The word hula, the act of which is depicted in the painting below, literally translates as “dance.” As it is in so many other cultures, the hula was a religious ritual. Another translation of the word hula that I have read is…”a gift.” A gift to the gods in thanks for a reward of nourishment, both spiritual and physical. It is in the motions of the dancer that the offering was made. In other words, the hula was a way to communicate with the gods. The language of motion was not only sacred, but conveyed political, personal and profound views as well. As the word and concept evolved, the primary purpose of the hula remained the same…a means of communication. As a student of the hula, I was taught that the motions of the hula told a story. The story being told in the mele (song) which accompanied the dance. Sadly, the significance and importance of the hula degenerated into merely a form of entertainment for the tourist. In the past few years; however, a renaissance of the culture erupted into hundreds of hula halau (dance schools) being formed, not only in Hawai’i but in foreign lands as well. In the halau the kumu hula (dance teacher) teach the dance, culture and history of the Hawaiians/Polynesians to hundreds of eager students of varying ethnic backgrounds.

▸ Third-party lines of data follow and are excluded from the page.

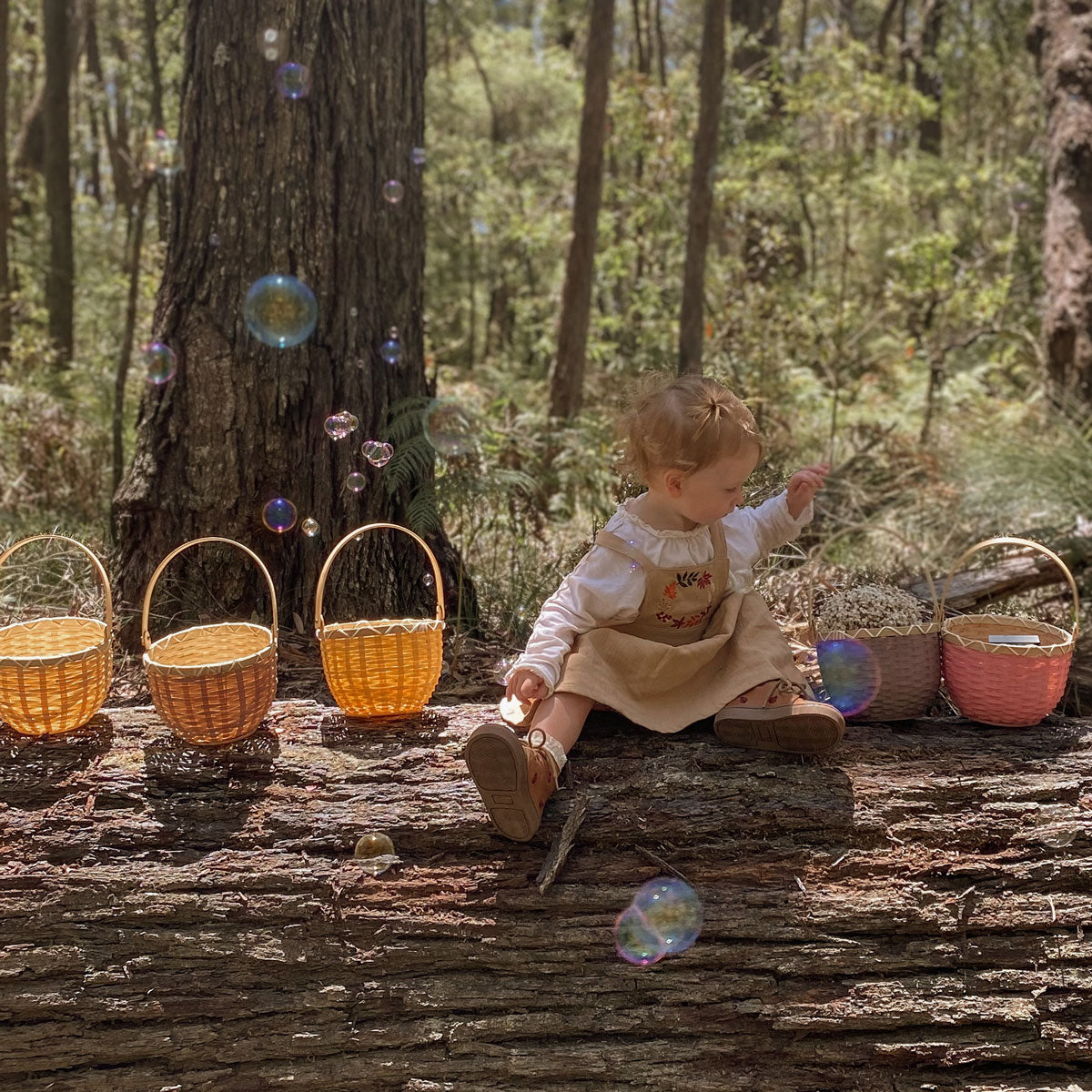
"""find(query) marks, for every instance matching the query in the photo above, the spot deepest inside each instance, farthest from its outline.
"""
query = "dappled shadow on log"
(203, 794)
(34, 770)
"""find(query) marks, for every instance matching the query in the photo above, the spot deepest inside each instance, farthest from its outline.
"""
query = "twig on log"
(562, 844)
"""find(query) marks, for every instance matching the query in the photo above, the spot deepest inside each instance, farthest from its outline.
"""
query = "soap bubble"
(293, 80)
(339, 425)
(279, 310)
(161, 361)
(449, 427)
(162, 156)
(271, 44)
(850, 674)
(391, 349)
(377, 452)
(279, 514)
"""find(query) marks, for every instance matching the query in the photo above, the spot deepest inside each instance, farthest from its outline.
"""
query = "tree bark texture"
(60, 276)
(906, 912)
(710, 91)
(1060, 36)
(567, 382)
(292, 187)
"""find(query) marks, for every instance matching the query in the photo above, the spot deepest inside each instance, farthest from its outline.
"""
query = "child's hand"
(527, 686)
(804, 485)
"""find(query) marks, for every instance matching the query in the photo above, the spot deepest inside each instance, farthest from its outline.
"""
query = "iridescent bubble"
(850, 674)
(449, 427)
(279, 310)
(672, 910)
(341, 424)
(293, 80)
(161, 361)
(279, 514)
(636, 942)
(391, 349)
(377, 452)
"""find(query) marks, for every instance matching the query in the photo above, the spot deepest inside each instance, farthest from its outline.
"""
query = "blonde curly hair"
(685, 421)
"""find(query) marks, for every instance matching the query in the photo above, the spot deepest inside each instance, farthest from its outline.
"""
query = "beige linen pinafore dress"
(693, 648)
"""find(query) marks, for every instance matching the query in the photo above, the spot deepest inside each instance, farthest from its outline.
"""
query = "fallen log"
(910, 912)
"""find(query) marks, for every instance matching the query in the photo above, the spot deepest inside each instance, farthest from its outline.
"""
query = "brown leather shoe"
(514, 776)
(775, 715)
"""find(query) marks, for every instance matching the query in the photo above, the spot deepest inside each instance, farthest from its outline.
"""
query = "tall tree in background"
(296, 188)
(711, 90)
(567, 382)
(60, 274)
(1059, 38)
(5, 197)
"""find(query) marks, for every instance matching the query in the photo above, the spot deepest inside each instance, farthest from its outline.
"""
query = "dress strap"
(611, 541)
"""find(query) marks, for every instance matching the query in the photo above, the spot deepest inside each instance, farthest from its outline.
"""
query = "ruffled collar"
(626, 511)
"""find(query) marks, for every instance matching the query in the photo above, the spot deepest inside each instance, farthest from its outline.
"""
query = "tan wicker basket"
(1006, 685)
(385, 666)
(904, 662)
(212, 683)
(55, 672)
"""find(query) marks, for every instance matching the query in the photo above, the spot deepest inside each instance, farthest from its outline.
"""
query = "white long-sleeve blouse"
(606, 589)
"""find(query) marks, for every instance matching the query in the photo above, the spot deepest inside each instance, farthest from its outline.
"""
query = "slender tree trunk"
(243, 423)
(1059, 38)
(567, 382)
(60, 276)
(5, 199)
(711, 90)
(927, 79)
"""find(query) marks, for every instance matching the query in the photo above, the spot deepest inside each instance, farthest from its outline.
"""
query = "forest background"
(877, 281)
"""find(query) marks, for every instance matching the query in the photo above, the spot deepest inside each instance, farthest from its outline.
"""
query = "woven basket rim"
(918, 629)
(378, 627)
(213, 667)
(60, 658)
(1029, 651)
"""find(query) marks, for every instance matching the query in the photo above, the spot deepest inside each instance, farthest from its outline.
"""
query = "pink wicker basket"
(1006, 685)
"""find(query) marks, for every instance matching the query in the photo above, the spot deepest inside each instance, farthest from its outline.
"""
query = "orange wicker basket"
(212, 683)
(388, 665)
(1006, 685)
(895, 671)
(55, 672)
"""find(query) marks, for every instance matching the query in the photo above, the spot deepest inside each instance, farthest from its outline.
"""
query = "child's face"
(713, 491)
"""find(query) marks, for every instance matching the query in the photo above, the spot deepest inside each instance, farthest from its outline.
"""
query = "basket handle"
(819, 552)
(197, 541)
(320, 622)
(1006, 541)
(101, 572)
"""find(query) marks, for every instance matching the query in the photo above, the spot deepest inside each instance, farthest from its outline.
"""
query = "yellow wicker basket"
(55, 672)
(212, 683)
(386, 666)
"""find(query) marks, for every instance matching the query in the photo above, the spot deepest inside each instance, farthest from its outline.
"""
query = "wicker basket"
(386, 666)
(1006, 685)
(212, 683)
(904, 662)
(55, 672)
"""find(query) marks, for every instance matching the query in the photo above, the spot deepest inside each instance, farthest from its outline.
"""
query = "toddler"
(658, 621)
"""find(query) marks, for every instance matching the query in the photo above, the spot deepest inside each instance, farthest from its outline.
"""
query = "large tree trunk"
(906, 912)
(1059, 36)
(567, 382)
(289, 187)
(60, 276)
(711, 90)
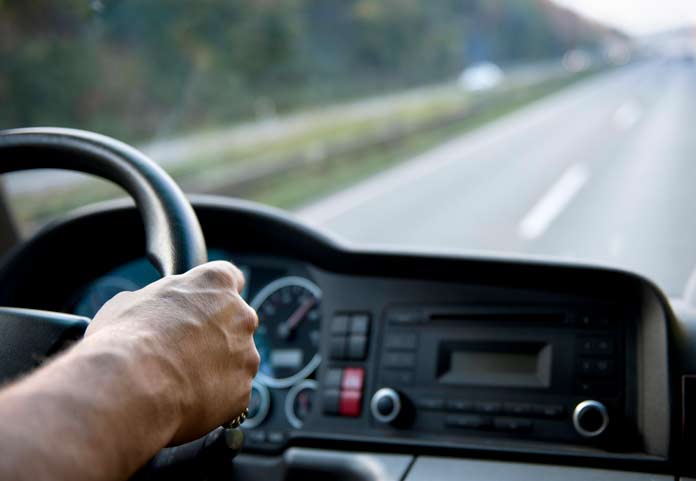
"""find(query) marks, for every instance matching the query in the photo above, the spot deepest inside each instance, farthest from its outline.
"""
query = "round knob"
(590, 418)
(386, 405)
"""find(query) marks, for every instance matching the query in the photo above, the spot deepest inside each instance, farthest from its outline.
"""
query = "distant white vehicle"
(577, 60)
(481, 76)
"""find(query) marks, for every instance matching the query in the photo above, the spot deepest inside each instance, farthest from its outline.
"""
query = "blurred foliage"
(140, 69)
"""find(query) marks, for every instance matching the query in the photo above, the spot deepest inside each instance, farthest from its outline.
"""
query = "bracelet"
(238, 420)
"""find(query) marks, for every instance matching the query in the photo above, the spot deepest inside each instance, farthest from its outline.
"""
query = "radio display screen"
(494, 363)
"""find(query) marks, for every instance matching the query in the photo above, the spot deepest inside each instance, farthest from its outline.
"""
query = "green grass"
(304, 185)
(312, 181)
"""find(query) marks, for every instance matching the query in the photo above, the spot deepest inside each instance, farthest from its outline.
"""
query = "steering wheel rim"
(174, 238)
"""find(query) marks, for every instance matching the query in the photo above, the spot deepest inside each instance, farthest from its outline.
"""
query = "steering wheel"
(174, 239)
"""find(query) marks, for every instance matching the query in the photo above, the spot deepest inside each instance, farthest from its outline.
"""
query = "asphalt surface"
(603, 171)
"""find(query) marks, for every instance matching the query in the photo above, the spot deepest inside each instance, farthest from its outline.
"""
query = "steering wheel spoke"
(30, 336)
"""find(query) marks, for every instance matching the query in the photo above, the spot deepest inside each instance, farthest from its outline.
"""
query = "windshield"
(557, 128)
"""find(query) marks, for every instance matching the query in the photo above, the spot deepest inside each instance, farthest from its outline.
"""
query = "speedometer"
(288, 335)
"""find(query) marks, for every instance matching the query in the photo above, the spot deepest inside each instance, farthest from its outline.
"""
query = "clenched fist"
(198, 332)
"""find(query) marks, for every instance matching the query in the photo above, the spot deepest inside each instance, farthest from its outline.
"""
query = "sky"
(637, 17)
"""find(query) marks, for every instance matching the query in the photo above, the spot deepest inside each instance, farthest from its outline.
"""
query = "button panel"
(349, 336)
(342, 391)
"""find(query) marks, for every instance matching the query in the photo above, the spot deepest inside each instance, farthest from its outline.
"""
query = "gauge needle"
(297, 316)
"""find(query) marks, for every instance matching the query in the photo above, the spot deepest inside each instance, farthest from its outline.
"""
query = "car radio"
(521, 371)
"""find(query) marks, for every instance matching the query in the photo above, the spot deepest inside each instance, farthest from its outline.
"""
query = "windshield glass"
(559, 128)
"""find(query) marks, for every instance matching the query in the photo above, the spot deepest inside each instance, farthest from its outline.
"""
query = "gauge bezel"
(259, 298)
(265, 407)
(290, 415)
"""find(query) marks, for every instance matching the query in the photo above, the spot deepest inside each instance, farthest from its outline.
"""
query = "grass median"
(304, 182)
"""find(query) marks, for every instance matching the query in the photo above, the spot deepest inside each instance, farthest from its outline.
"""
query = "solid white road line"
(540, 217)
(627, 115)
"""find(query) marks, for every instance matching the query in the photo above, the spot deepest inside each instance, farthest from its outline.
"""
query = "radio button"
(332, 378)
(350, 402)
(353, 378)
(401, 342)
(399, 359)
(518, 409)
(596, 367)
(512, 425)
(430, 403)
(357, 347)
(594, 346)
(360, 324)
(468, 422)
(405, 315)
(330, 400)
(488, 407)
(339, 324)
(459, 405)
(337, 348)
(604, 388)
(397, 377)
(549, 410)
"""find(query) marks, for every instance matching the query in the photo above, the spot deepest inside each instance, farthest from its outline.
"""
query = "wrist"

Taking an excerpt from an article written by Larry V. LeDoux for “Hawai’i” magazine.
“In the same way, mele (song) is both poetry and prayer – and often educational primer. In mele, language is essential. An old Hawaiian proverb states that, “In the word there is life. In the word there is death.” Words lend themselves to healing. Words lend themselves to destruction. This recognition of the power of language was and is vital to the Hawaiian artist, be he poet, priest or composer.

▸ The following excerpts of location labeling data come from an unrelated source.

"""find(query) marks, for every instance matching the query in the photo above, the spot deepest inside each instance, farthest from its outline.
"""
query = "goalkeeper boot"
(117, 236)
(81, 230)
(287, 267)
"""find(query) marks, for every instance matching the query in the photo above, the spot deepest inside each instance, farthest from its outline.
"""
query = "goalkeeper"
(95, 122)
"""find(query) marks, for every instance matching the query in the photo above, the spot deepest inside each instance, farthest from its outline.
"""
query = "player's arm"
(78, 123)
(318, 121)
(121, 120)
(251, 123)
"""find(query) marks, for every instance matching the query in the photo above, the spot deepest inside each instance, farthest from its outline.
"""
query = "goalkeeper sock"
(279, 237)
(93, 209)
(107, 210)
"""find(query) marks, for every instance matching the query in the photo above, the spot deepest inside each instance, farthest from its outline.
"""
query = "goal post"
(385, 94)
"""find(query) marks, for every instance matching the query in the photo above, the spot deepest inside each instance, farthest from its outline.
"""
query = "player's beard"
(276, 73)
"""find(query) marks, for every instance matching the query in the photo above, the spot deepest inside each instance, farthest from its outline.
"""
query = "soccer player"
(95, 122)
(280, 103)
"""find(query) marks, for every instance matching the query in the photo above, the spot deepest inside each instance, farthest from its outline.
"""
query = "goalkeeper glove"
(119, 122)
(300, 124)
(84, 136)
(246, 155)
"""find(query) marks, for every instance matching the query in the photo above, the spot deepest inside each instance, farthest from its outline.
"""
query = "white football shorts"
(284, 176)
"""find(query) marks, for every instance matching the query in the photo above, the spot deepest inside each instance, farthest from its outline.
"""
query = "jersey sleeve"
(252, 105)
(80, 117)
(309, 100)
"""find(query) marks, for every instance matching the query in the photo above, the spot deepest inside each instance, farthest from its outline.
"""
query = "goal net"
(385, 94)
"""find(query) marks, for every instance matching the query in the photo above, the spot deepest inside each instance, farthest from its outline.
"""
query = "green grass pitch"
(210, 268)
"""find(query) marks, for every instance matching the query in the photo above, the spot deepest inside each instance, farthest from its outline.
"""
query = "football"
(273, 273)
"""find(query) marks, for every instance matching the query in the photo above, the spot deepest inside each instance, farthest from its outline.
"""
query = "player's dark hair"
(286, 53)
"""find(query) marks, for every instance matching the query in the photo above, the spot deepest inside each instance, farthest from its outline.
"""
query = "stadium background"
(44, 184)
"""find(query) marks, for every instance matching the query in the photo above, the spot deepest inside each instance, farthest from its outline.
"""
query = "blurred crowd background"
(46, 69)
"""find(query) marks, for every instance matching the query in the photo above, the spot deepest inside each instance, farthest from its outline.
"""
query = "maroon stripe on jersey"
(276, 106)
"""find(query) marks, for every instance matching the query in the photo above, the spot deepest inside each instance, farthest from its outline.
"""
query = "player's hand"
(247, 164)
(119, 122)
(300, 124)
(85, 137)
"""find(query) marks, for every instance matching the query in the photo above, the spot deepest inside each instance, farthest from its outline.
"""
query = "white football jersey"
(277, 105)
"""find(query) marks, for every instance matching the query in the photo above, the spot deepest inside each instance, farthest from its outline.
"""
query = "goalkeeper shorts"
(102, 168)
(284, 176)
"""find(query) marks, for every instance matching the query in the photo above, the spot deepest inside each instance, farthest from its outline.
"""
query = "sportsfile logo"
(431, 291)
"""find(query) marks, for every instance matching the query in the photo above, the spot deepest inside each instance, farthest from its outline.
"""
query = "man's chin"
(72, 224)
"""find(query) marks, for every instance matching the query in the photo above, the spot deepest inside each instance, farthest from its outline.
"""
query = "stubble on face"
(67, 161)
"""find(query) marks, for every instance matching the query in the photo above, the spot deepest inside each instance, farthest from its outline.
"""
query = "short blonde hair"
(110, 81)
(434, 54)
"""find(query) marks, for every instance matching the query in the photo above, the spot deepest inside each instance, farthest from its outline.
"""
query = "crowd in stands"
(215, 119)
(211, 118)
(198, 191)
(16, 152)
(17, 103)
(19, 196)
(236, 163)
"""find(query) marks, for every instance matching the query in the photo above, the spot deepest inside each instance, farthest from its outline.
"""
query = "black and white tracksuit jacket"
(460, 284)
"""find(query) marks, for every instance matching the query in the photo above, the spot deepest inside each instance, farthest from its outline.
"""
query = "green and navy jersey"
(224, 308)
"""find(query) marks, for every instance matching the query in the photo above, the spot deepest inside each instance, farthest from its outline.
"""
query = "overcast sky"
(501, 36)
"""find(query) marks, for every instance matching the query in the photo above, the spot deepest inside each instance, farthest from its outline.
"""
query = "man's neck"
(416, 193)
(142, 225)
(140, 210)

The mele had a significance to the Hawaiians which we – as members of a print-oriented culture – can never fully appreciate. In a culture with only an oral tradition, the olelo, or spoken word, holds a central place not only in communication but also in the transmission of culture. It was through chants that Hawaiians learned how to behave, how to plant, grow or harvest, fish or fight, build canoes or beat tapa, revere their elders, leaders and gods. Only through the chant could they learn how to mourn death, celebrate life, survive – and teach their youth as they had learned.”

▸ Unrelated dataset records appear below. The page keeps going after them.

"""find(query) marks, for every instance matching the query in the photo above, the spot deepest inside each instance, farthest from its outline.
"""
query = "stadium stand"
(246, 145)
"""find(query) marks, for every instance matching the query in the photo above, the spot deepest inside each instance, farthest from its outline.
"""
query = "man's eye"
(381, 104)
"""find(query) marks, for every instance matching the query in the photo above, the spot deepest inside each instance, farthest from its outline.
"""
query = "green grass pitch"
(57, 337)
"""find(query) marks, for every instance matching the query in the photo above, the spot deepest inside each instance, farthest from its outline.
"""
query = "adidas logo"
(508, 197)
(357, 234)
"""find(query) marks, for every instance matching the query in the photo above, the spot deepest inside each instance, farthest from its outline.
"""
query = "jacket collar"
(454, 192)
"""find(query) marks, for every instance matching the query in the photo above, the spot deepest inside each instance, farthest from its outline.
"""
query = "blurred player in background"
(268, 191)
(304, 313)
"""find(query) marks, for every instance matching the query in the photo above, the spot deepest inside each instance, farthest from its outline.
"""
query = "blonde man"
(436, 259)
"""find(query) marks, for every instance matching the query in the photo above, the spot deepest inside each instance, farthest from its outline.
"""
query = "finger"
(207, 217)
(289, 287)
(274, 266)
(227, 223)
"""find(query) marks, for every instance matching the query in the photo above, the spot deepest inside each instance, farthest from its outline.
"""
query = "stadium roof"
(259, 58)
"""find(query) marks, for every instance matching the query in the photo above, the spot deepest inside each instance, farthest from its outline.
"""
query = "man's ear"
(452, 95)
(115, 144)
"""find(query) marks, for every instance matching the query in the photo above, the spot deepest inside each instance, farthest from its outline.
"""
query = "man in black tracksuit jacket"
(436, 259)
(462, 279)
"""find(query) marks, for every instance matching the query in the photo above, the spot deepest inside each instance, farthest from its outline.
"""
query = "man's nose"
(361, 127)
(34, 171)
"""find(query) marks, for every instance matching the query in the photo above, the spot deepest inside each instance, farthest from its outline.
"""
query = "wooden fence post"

What Mr. LeDoux does not mention here is a very important fact. It was also through chants that the genealogies of Hawaiian Ohana (family) were maintained. Each family had a primary person who was entrusted with the family genealogy, which was passed from one generation to another. Due to the fact that this was a culture with only an oral tradition, the importance of choosing the right person for this responsibility was paramount.

“Make A Joyful Noise”
Overall diptych: 31x24
Oil on stretched canvas

With this painting I am trying to bring the above explanation to the viewer. The olelo (spoken word) or mele (song) of the chanters, along with the movements and motions of the dancers, raise praises to the Almighty…always to His glory.

I’ve learned a lot doing this diptych. Firstly and most important is to make sure you have both sides ready for paint, (e.g. both sketched in) and that you have enough paint mixed, and making sure your values are correspondingly the same. As you can see in the above, I will have to make some adjustments. The story behind this painting is in the first post here.

Thanks for looking and your comments are most appreciated.